Last week I realized that I had a really awful, intractable plot problem. I should have noticed a year ago, but for some reason (lack of innate talent, in all likelihood) I allowed myself to be satisfied with an utterly inadequate explanation for certain key events. In order for the plot of my series to work, a certain thing has to have happened in the prequel — and I finally tumbled to the fact that I had not the least idea how it could have happened.
It’s down to character motivation, basically. None of the characters who were on the scene at the time would have done the right things. Well, there was one character who might have the motivation, but he was an eight-year-old boy, and he didn’t have the means.
I wrote pages of notes. (I’m good at writing notes.) The solution was not appearing. I used my patented brainstorming method, without notable results.

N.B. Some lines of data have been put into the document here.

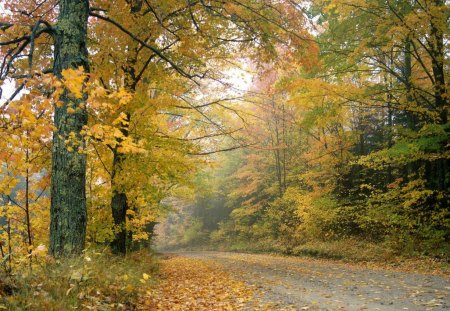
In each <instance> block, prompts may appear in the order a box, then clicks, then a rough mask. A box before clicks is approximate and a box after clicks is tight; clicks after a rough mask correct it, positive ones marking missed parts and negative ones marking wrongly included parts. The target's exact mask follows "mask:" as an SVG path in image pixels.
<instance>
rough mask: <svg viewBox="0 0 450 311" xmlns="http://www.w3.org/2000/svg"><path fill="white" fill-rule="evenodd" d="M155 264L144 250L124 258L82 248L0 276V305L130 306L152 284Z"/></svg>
mask: <svg viewBox="0 0 450 311" xmlns="http://www.w3.org/2000/svg"><path fill="white" fill-rule="evenodd" d="M105 267H107V268H105ZM157 267H158V266H157V260H156V258H155V257H154V256H153V255H152V254H151V253H149V252H148V251H143V252H139V253H134V254H133V255H132V256H129V257H127V258H123V257H114V256H111V255H110V254H104V253H99V252H97V251H87V252H85V253H84V255H83V256H82V257H81V258H71V259H68V260H65V261H64V262H60V261H54V260H52V259H47V261H43V262H41V265H40V266H39V267H38V268H36V269H34V270H33V271H32V272H27V271H24V272H23V273H17V274H15V275H13V276H11V277H8V278H3V276H2V275H1V274H0V276H1V277H2V278H0V309H2V307H3V308H7V309H8V310H36V311H40V310H42V311H44V310H67V309H80V310H124V309H126V310H129V309H134V308H135V306H136V303H137V298H138V296H139V295H140V294H142V293H143V292H145V290H146V289H147V288H148V285H151V284H154V283H155V280H156V272H157ZM144 274H145V276H144ZM148 276H150V277H148ZM4 289H9V290H8V291H7V292H2V290H3V291H4ZM11 294H12V295H11Z"/></svg>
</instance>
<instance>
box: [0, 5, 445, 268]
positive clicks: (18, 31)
mask: <svg viewBox="0 0 450 311" xmlns="http://www.w3.org/2000/svg"><path fill="white" fill-rule="evenodd" d="M0 5H1V10H2V19H1V21H0V33H1V39H0V56H1V59H0V62H1V65H0V83H1V87H2V88H1V90H2V91H1V93H0V95H1V101H0V248H1V256H2V258H3V259H2V262H1V265H2V266H3V268H4V269H5V270H8V271H11V270H13V269H17V268H19V267H20V266H21V265H30V267H31V266H32V265H33V258H35V257H37V256H38V255H39V254H40V253H46V252H47V249H48V252H49V253H50V255H53V256H56V257H66V256H71V255H74V254H80V253H82V252H83V250H85V249H86V248H90V247H91V248H95V247H97V246H108V247H110V249H111V251H112V252H113V253H115V254H121V255H124V254H127V253H130V252H131V251H132V250H136V249H138V248H142V247H146V246H148V244H149V243H148V241H149V240H150V239H151V237H152V236H153V235H154V227H155V225H156V224H157V223H161V224H160V225H159V229H157V233H158V235H159V240H158V243H160V244H161V245H162V246H164V247H194V246H197V247H198V246H200V245H203V246H204V247H209V248H217V247H221V248H225V249H244V250H262V251H276V252H282V253H288V254H321V253H324V255H327V256H328V255H329V256H335V257H339V256H349V257H352V256H353V257H354V256H356V253H358V254H359V255H358V256H360V257H359V259H373V258H374V257H377V256H378V257H380V256H399V255H407V256H418V255H427V256H431V257H434V258H444V259H445V258H447V259H448V253H449V239H450V217H449V216H450V214H449V213H450V210H449V206H450V202H449V200H450V196H449V187H450V172H449V161H450V160H449V159H450V144H449V142H450V139H449V135H450V123H449V120H448V110H449V66H450V64H449V55H450V53H449V32H450V31H449V27H448V19H449V14H450V8H449V6H448V3H446V2H445V1H444V0H420V1H406V0H396V1H392V0H386V1H384V0H383V1H381V0H358V1H350V2H348V1H341V0H326V1H322V0H317V1H304V2H303V1H292V0H281V1H278V0H277V1H272V0H263V1H260V0H239V1H235V0H232V1H196V0H188V1H156V0H119V1H103V0H92V1H88V0H77V1H75V0H60V1H53V0H46V1H40V2H39V1H28V0H20V1H10V0H3V1H1V2H0ZM343 245H344V246H349V245H350V246H351V247H343ZM367 246H370V247H367ZM358 250H359V251H358ZM362 250H364V252H363V251H362ZM345 251H347V252H345ZM3 268H2V269H3Z"/></svg>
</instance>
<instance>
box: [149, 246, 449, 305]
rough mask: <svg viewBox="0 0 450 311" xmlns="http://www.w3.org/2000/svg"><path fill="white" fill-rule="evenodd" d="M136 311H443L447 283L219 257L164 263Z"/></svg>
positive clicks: (447, 294) (190, 253)
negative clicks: (160, 279)
mask: <svg viewBox="0 0 450 311" xmlns="http://www.w3.org/2000/svg"><path fill="white" fill-rule="evenodd" d="M160 277H161V279H162V281H161V283H160V285H159V287H156V289H155V290H152V291H149V293H148V295H147V296H146V297H144V299H143V303H142V306H141V310H383V311H384V310H386V311H398V310H449V308H450V301H449V291H450V279H449V278H448V276H445V275H443V276H434V275H429V274H414V273H411V272H403V271H394V270H386V269H373V268H367V267H363V266H354V265H346V264H343V263H335V262H332V261H325V260H309V259H302V258H289V257H288V258H286V257H280V256H270V255H252V254H236V253H222V252H194V253H190V252H187V253H180V254H178V255H177V256H172V257H170V258H169V259H168V260H164V261H163V263H162V269H161V276H160Z"/></svg>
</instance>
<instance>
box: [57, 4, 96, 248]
mask: <svg viewBox="0 0 450 311" xmlns="http://www.w3.org/2000/svg"><path fill="white" fill-rule="evenodd" d="M88 16H89V1H88V0H61V1H60V2H59V16H58V22H57V24H56V25H55V29H54V44H55V46H54V69H53V70H54V74H55V75H56V76H58V77H60V78H61V72H62V70H64V69H68V68H79V67H80V66H81V67H83V68H84V70H85V72H88V71H89V64H88V51H87V47H86V39H87V22H88ZM86 97H87V96H86V94H84V96H83V98H82V99H76V98H74V97H73V96H72V95H71V94H69V92H68V91H67V90H66V91H65V92H64V93H63V95H62V96H61V98H60V100H61V101H62V103H63V105H62V106H61V107H56V108H55V116H54V125H55V127H56V130H55V132H54V134H53V147H52V181H51V211H50V213H51V224H50V248H49V252H50V254H52V255H55V256H68V255H71V254H76V253H80V252H81V251H82V250H83V248H84V240H85V236H86V190H85V183H86V155H85V154H83V153H79V152H78V150H77V148H75V150H74V151H69V150H68V149H67V146H66V144H65V140H66V139H67V138H68V137H69V134H70V133H72V132H73V133H74V134H75V137H76V138H77V139H78V141H79V143H80V145H79V147H81V148H83V147H84V146H83V139H82V137H81V135H80V131H81V129H82V128H83V126H84V125H86V124H87V111H86V107H85V102H86ZM68 107H71V108H73V109H75V112H73V113H69V112H68ZM72 135H73V134H72Z"/></svg>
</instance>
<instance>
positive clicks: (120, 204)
mask: <svg viewBox="0 0 450 311" xmlns="http://www.w3.org/2000/svg"><path fill="white" fill-rule="evenodd" d="M123 160H124V155H123V154H121V153H119V152H118V151H117V150H114V156H113V167H112V176H111V188H112V198H111V210H112V215H113V219H114V225H115V226H116V228H117V230H118V231H117V232H116V234H115V235H114V240H112V242H111V250H112V252H113V253H114V254H122V255H124V254H126V252H127V230H126V219H127V210H128V201H127V195H126V193H125V192H124V191H123V190H121V189H118V188H117V186H116V182H115V181H114V179H115V177H116V174H117V173H119V172H120V170H121V169H122V164H123Z"/></svg>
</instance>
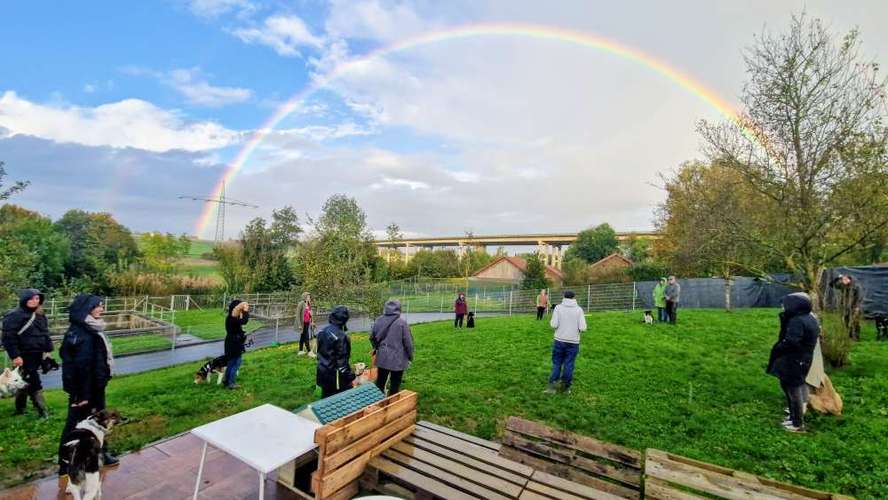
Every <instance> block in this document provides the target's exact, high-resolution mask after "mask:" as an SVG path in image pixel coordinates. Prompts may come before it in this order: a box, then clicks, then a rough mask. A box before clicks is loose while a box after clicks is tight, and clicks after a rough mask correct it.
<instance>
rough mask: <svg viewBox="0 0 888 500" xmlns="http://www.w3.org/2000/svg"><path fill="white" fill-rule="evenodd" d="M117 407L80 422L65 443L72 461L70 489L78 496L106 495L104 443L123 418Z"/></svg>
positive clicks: (72, 495) (64, 448)
mask: <svg viewBox="0 0 888 500" xmlns="http://www.w3.org/2000/svg"><path fill="white" fill-rule="evenodd" d="M121 420H122V419H121V418H120V414H119V413H117V412H116V411H114V410H101V411H98V412H95V413H93V414H92V415H90V416H89V417H87V418H86V420H83V421H81V422H80V423H79V424H77V427H75V428H74V430H73V431H71V432H70V433H69V434H68V435H67V436H66V437H65V443H64V444H63V445H62V450H63V451H62V457H63V460H65V461H66V462H67V463H68V487H67V492H68V493H70V494H71V496H73V497H74V500H94V499H100V498H102V479H101V476H100V471H101V470H102V465H103V463H102V445H103V444H104V443H105V436H106V435H107V434H108V433H109V432H111V429H112V428H113V427H114V426H115V425H117V424H119V423H120V422H121Z"/></svg>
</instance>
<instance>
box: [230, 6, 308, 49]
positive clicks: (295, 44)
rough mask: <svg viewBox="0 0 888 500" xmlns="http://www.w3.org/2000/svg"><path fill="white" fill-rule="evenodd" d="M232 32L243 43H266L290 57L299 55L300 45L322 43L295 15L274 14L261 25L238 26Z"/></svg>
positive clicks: (299, 19) (271, 47) (266, 43)
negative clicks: (247, 26) (311, 32)
mask: <svg viewBox="0 0 888 500" xmlns="http://www.w3.org/2000/svg"><path fill="white" fill-rule="evenodd" d="M232 33H233V34H234V35H235V36H236V37H238V38H240V39H241V41H243V42H245V43H258V44H260V45H267V46H269V47H271V48H272V49H274V51H275V52H277V53H278V54H280V55H282V56H290V57H292V56H300V55H301V53H300V51H299V48H300V47H315V48H319V47H321V46H322V44H323V40H322V39H321V38H318V37H316V36H314V35H312V34H311V31H310V30H309V29H308V26H306V24H305V22H303V21H302V19H300V18H299V17H298V16H295V15H274V16H271V17H268V18H266V19H265V21H264V23H263V25H262V26H259V27H252V28H238V29H235V30H234V31H232Z"/></svg>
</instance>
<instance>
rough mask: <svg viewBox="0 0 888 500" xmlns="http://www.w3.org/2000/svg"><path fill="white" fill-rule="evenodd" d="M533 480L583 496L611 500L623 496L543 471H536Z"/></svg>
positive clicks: (549, 485)
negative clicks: (559, 476) (561, 477)
mask: <svg viewBox="0 0 888 500" xmlns="http://www.w3.org/2000/svg"><path fill="white" fill-rule="evenodd" d="M531 481H534V482H536V483H538V484H545V485H546V486H549V487H552V488H557V489H559V490H562V491H565V492H567V493H570V494H572V495H576V496H579V497H582V498H601V499H609V500H616V499H620V498H621V497H618V496H616V495H612V494H610V493H608V492H606V491H601V490H598V489H595V488H592V487H590V486H586V485H584V484H580V483H577V482H574V481H568V480H567V479H564V478H561V477H558V476H555V475H552V474H549V473H546V472H543V471H536V472H534V473H533V476H532V477H531Z"/></svg>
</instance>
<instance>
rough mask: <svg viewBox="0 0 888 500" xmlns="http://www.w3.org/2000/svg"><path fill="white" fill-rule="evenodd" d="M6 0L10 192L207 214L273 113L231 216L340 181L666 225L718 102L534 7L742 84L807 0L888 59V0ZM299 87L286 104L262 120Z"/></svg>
mask: <svg viewBox="0 0 888 500" xmlns="http://www.w3.org/2000/svg"><path fill="white" fill-rule="evenodd" d="M2 10H3V17H4V19H6V20H7V22H6V23H4V28H3V30H0V45H2V46H3V47H5V50H4V51H3V57H2V58H0V161H4V162H6V169H7V171H8V174H9V178H10V179H27V180H30V181H31V186H30V187H29V188H28V189H27V190H26V191H25V192H24V193H23V194H20V195H18V196H16V197H15V198H14V199H13V202H14V203H17V204H20V205H24V206H26V207H28V208H31V209H35V210H38V211H40V212H43V213H45V214H47V215H50V216H52V217H58V216H60V215H61V214H62V213H64V212H65V211H66V210H67V209H70V208H81V209H86V210H92V211H108V212H111V213H113V214H114V215H115V216H116V217H117V218H118V220H120V221H121V222H122V223H124V224H126V225H128V226H129V227H131V228H133V229H134V230H137V231H151V230H159V231H167V232H175V233H182V232H186V233H191V234H194V233H195V232H196V231H197V230H198V228H199V222H200V221H199V219H200V214H201V212H202V210H203V208H204V207H203V206H202V204H201V203H198V202H193V201H185V200H180V199H178V196H179V195H195V196H210V195H211V194H212V191H213V187H214V185H215V184H216V182H217V181H218V179H219V178H220V176H222V174H223V172H225V170H226V168H227V166H228V165H229V164H231V162H233V161H234V160H235V158H237V157H238V153H239V152H240V151H241V150H242V149H243V148H244V147H246V146H248V145H249V144H250V142H251V139H253V138H254V137H256V134H257V133H259V132H263V135H264V137H265V139H264V140H262V141H261V142H260V143H259V144H258V146H257V147H256V148H255V151H254V152H253V153H252V154H250V155H249V156H247V157H246V160H245V162H244V164H243V168H242V169H241V170H240V171H239V173H238V174H237V175H236V176H235V177H234V178H233V180H232V181H231V183H229V185H228V189H227V191H228V193H227V194H228V196H229V197H231V198H236V199H239V200H244V201H247V202H250V203H254V204H256V205H258V206H259V208H258V209H250V208H233V209H230V210H229V211H228V228H229V230H228V236H229V237H233V236H235V235H236V233H237V229H238V228H240V227H242V225H243V224H244V223H245V222H246V221H247V220H249V219H250V218H252V217H255V216H268V215H270V213H271V210H272V209H273V208H277V207H282V206H284V205H291V206H293V207H294V208H296V209H297V211H299V212H300V213H305V214H312V215H314V214H317V212H318V210H319V207H320V206H321V204H322V203H323V200H324V199H326V198H327V197H328V196H330V195H331V194H334V193H346V194H348V195H350V196H354V197H355V198H357V199H358V201H359V203H360V204H361V206H362V207H363V208H364V209H365V210H366V212H367V214H368V217H369V221H370V224H371V226H372V228H374V229H382V228H384V227H385V226H386V225H387V224H388V223H390V222H393V221H394V222H397V223H398V224H400V225H401V227H402V229H403V230H404V231H405V232H406V233H407V234H422V235H442V234H457V235H458V234H462V233H463V232H464V231H472V232H474V233H475V234H494V233H503V232H519V233H520V232H526V233H532V232H544V231H575V230H579V229H582V228H585V227H588V226H590V225H594V224H598V223H601V222H610V223H611V224H612V225H613V226H614V227H615V228H617V229H618V230H639V229H648V228H650V227H651V226H652V219H653V213H652V212H653V208H654V207H655V205H656V204H657V203H658V202H660V201H662V198H663V192H662V191H661V190H659V189H658V188H657V187H655V186H656V184H657V181H658V173H660V172H668V171H670V170H672V169H673V168H675V167H676V166H677V165H678V164H679V163H681V162H682V161H685V160H689V159H693V158H695V157H699V156H700V153H699V149H698V148H699V140H698V137H697V135H696V133H695V131H694V128H695V123H696V122H697V121H698V120H700V119H707V120H723V119H724V116H723V115H722V114H721V113H719V111H718V110H717V109H716V108H715V107H714V106H713V105H712V104H711V103H709V102H707V101H706V100H705V99H702V98H701V97H700V96H699V95H697V94H695V93H694V92H692V91H689V90H688V89H687V88H684V87H682V86H681V85H678V84H677V83H676V82H675V81H673V80H671V79H670V78H668V77H666V76H664V75H663V74H662V73H661V72H658V71H657V70H655V69H654V68H652V67H651V66H650V65H649V64H645V63H643V62H638V61H637V60H632V59H629V58H626V57H621V56H619V55H616V54H614V53H613V52H612V51H608V50H600V49H595V48H590V47H588V46H583V45H582V44H576V43H570V42H568V41H565V40H563V39H559V38H558V37H539V36H528V35H527V32H528V31H534V30H536V31H537V32H548V33H552V32H559V31H561V32H564V31H565V30H570V31H572V32H575V33H579V34H581V35H587V36H589V37H595V38H596V39H598V40H602V39H605V40H610V41H612V42H614V43H617V44H620V45H622V46H624V47H628V48H630V49H632V50H635V51H637V52H638V53H641V54H644V58H647V59H649V60H655V61H659V63H660V64H661V65H664V66H665V67H669V68H671V69H672V70H674V71H677V72H680V73H682V74H684V75H686V76H687V77H689V78H690V79H692V80H693V81H695V82H696V84H697V85H699V86H701V87H704V88H706V89H709V90H710V91H711V92H713V93H714V94H716V95H718V96H719V97H720V98H721V99H723V100H724V101H726V102H728V103H731V104H736V102H737V95H738V94H739V92H740V90H741V89H742V86H743V82H744V80H745V74H744V65H743V60H742V50H743V48H744V47H746V46H748V45H749V44H750V43H751V42H752V40H753V36H754V35H755V34H757V33H760V32H761V31H762V30H763V29H771V30H783V29H785V27H786V26H787V25H788V23H789V20H790V16H791V15H792V13H798V12H801V11H802V10H806V11H807V13H808V14H809V15H811V16H816V17H820V18H822V19H824V20H825V21H826V22H827V23H828V24H829V25H830V26H831V27H832V28H833V29H834V30H836V31H839V32H844V31H846V30H848V29H851V28H853V27H859V28H860V30H861V33H862V38H863V48H864V53H865V54H866V55H867V56H869V57H870V58H872V59H875V60H877V61H880V62H882V63H885V62H886V61H888V34H886V32H885V30H884V20H885V19H888V2H884V1H880V0H876V1H871V2H862V1H860V2H827V1H824V2H815V1H807V2H804V1H784V2H771V1H764V0H763V1H743V2H739V1H737V2H712V1H711V0H700V1H680V2H675V1H673V2H606V1H600V2H599V1H589V0H578V1H575V2H572V1H559V2H538V1H524V0H504V1H501V2H481V1H476V0H465V1H463V0H454V1H448V2H436V1H409V0H407V1H393V2H389V1H385V0H330V1H324V0H296V1H289V2H283V1H281V2H274V1H273V2H263V1H259V0H256V1H254V0H191V1H186V0H180V1H175V0H168V1H155V2H137V1H130V2H119V1H107V2H42V1H33V2H14V3H13V2H10V3H7V4H5V5H4V7H3V9H2ZM504 25H509V26H516V25H523V26H525V28H524V29H521V30H517V29H512V28H509V29H503V28H502V26H504ZM528 25H531V26H530V27H527V26H528ZM497 26H498V27H500V28H499V31H497V30H496V29H494V27H497ZM493 31H497V34H492V32H493ZM510 31H511V33H510ZM456 32H463V33H465V32H468V33H469V34H470V35H469V36H452V33H456ZM434 33H437V34H440V36H435V37H432V39H433V41H428V38H429V34H434ZM448 33H450V34H451V35H448ZM417 40H426V42H425V43H415V42H416V41H417ZM411 41H413V42H414V43H411ZM392 48H394V49H392ZM883 66H885V64H883ZM294 96H298V97H299V99H298V100H297V101H296V102H297V103H298V105H297V106H294V109H293V112H292V113H290V114H288V115H286V116H285V117H284V118H283V119H282V120H281V121H280V122H279V123H276V124H275V127H274V130H268V129H265V128H264V127H267V124H268V123H269V118H270V117H271V116H273V115H274V114H275V112H276V111H277V110H278V109H280V108H281V106H282V105H283V104H284V103H286V102H287V101H288V100H290V99H291V98H293V97H294ZM213 230H214V225H213V224H210V225H209V226H208V227H207V228H206V230H205V231H204V232H203V234H201V235H200V236H204V237H212V233H213Z"/></svg>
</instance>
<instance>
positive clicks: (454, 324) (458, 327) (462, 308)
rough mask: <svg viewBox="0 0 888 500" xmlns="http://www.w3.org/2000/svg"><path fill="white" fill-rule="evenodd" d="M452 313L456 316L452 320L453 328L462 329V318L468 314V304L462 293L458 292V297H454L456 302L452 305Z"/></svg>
mask: <svg viewBox="0 0 888 500" xmlns="http://www.w3.org/2000/svg"><path fill="white" fill-rule="evenodd" d="M453 312H454V313H455V314H456V318H454V320H453V327H454V328H462V321H463V318H465V317H466V314H468V313H469V303H468V302H466V294H464V293H463V292H459V296H458V297H456V302H454V303H453Z"/></svg>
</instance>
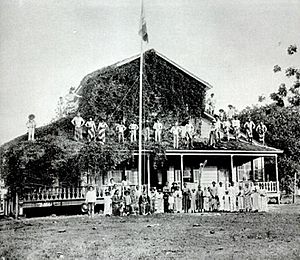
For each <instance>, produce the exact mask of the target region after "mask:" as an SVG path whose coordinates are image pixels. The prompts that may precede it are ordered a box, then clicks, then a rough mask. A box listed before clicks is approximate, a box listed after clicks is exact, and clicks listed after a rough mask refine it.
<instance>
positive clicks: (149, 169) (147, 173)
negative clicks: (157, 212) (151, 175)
mask: <svg viewBox="0 0 300 260" xmlns="http://www.w3.org/2000/svg"><path fill="white" fill-rule="evenodd" d="M147 179H148V181H147V183H148V194H150V182H151V179H150V154H147Z"/></svg>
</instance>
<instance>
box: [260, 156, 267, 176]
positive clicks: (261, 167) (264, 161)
mask: <svg viewBox="0 0 300 260" xmlns="http://www.w3.org/2000/svg"><path fill="white" fill-rule="evenodd" d="M261 170H262V177H263V182H265V181H266V176H265V157H261Z"/></svg>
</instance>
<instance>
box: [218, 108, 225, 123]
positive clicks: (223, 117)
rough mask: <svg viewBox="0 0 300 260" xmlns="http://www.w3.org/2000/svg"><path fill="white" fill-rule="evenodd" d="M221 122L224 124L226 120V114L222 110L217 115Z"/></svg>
mask: <svg viewBox="0 0 300 260" xmlns="http://www.w3.org/2000/svg"><path fill="white" fill-rule="evenodd" d="M218 116H219V118H220V120H221V122H224V121H225V120H226V113H225V111H224V109H222V108H221V109H219V114H218Z"/></svg>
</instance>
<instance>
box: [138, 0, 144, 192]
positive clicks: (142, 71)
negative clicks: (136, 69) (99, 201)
mask: <svg viewBox="0 0 300 260" xmlns="http://www.w3.org/2000/svg"><path fill="white" fill-rule="evenodd" d="M141 3H142V5H143V0H141ZM139 93H140V95H139V158H138V174H139V187H140V190H141V189H142V116H143V38H141V57H140V91H139Z"/></svg>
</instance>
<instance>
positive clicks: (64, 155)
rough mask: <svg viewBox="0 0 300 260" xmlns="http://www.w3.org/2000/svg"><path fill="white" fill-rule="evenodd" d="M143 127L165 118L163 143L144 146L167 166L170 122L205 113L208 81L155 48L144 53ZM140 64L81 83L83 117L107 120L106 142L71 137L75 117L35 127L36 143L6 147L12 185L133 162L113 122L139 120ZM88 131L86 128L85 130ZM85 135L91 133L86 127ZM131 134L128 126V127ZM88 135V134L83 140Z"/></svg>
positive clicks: (61, 177) (5, 161) (61, 184)
mask: <svg viewBox="0 0 300 260" xmlns="http://www.w3.org/2000/svg"><path fill="white" fill-rule="evenodd" d="M144 60H145V62H144V78H143V82H144V84H143V121H144V123H143V127H144V126H145V125H146V126H152V125H153V123H154V120H155V119H157V118H159V119H160V120H161V121H163V122H164V129H165V131H164V135H163V137H162V138H163V140H162V144H160V145H157V144H155V143H153V142H149V143H148V144H147V145H144V146H143V147H144V148H145V149H148V150H152V151H153V158H154V167H155V168H161V169H163V168H165V167H166V164H165V161H166V155H165V150H166V149H167V147H170V146H171V134H170V133H169V130H170V128H171V126H172V125H173V124H174V123H175V121H178V122H179V123H180V124H185V123H186V122H187V120H188V119H189V118H191V117H192V118H201V115H202V112H203V111H204V101H205V88H206V86H205V85H204V84H202V83H200V82H199V81H197V80H195V79H194V78H193V77H191V76H189V75H188V74H186V73H185V72H183V71H182V70H180V69H178V68H177V67H176V66H174V65H173V64H171V63H169V62H166V60H165V59H163V58H161V57H160V56H159V55H157V54H156V53H155V51H154V50H150V51H147V52H146V53H145V54H144ZM139 65H140V59H139V58H136V59H134V60H132V61H131V62H128V63H125V64H123V65H113V66H110V67H106V68H103V69H101V70H99V71H96V72H94V73H92V74H90V75H87V76H86V77H85V78H84V79H83V80H82V82H81V86H82V88H81V93H80V94H81V95H82V98H81V99H80V104H79V111H80V112H81V114H82V116H83V118H85V119H88V118H90V117H92V118H93V119H94V121H96V122H98V121H99V120H101V119H103V120H105V121H106V122H107V124H108V125H109V129H108V130H107V140H108V142H107V143H105V144H104V145H101V144H100V143H98V142H90V143H88V142H87V141H83V142H76V141H74V140H73V126H72V124H71V118H72V117H73V116H74V115H69V116H68V117H65V118H61V119H59V120H57V121H54V122H52V123H51V124H49V125H47V126H43V127H40V128H38V129H36V138H37V140H38V141H36V142H28V141H26V137H27V136H26V135H23V136H22V137H20V138H18V139H16V140H13V141H12V142H10V143H8V144H6V145H5V146H3V147H2V148H3V151H4V152H3V154H2V157H3V158H4V160H3V163H2V169H4V170H3V176H4V178H5V181H6V184H7V185H8V187H10V188H11V190H12V191H13V190H23V189H26V188H32V187H41V186H50V185H52V184H53V183H54V182H55V181H56V180H59V182H60V185H63V186H69V185H76V184H77V183H78V181H79V179H80V176H81V172H88V173H89V174H92V175H94V176H97V175H99V174H101V173H103V172H106V171H108V170H111V169H114V168H115V167H116V166H117V165H120V164H130V163H132V159H133V158H134V157H133V156H132V154H133V151H134V150H137V144H130V143H128V142H125V143H124V144H119V143H118V142H117V135H116V133H115V131H114V130H115V124H116V123H119V122H121V121H123V122H124V123H125V124H126V125H127V127H128V125H129V124H130V123H132V122H137V121H138V107H139V101H138V100H139ZM84 130H85V129H84ZM83 134H84V137H86V135H87V133H86V132H85V131H84V133H83ZM125 135H126V136H125V138H128V135H129V131H128V129H127V131H126V132H125ZM85 140H86V139H85Z"/></svg>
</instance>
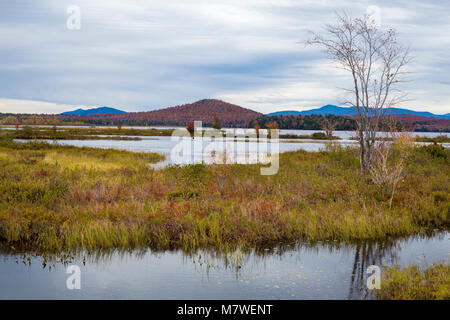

In desperation, I thought to enlist the services of a story doctor. I contacted a couple of freelance editors that I found online and pitched them on the idea of doing a three- or four-hour brainstorming session. For pay. (And not cheap — we’re talking $100 an hour.) I was desperate! If I couldn’t solve the problem, my whole series of novels was going to collapse into a pile of matchsticks.
I wrote a 3,000-word description of the problem and sent it off to an editor. (A novelist in her own right, actually.) I asked her to have a look at it and then send me an invoice if she thought she wanted to tackle it.
While I was waiting for her invoice, a second editor responded. In readying the description of the problem to send to her, I thought of a solution to part of it. It was a four-part problem, actually, and I seemed to have an idea about how two of the parts might work.
A whole day went by. No invoice arrived from either editor. So tonight I sat down, started taking more notes — and I figured out how to do it. Problem solved! And I didn’t have to pay anybody a nickel.
One lesson here, I think, is that sometimes it takes the unconscious a few days to mull things over. Ideas, especially complex ideas, have their own timetable. If I had gotten hopelessly frustrated and started beating myself up, I wouldn’t necessarily have found any viable answers. Yes, I was frustrated — but I asked for help.
I also spent a couple of days thinking, okay, if this doesn’t work, I’ll just spend the rest of my life playing music. That will be fun. Either way, with or without a solution to the plot problem, I’ll go right on enjoying life. So I worked on a couple of pieces of music and didn’t slide into worry.
I don’t yet know whether my new story line will be a couple of new chapters in Book 1, or whether one of the characters who was on the scene during the events in the prequel will just tell my heroine how it all happened. Probably new chapters. It’s a good thing I’m not on a deadline, nor writing to a fixed word count.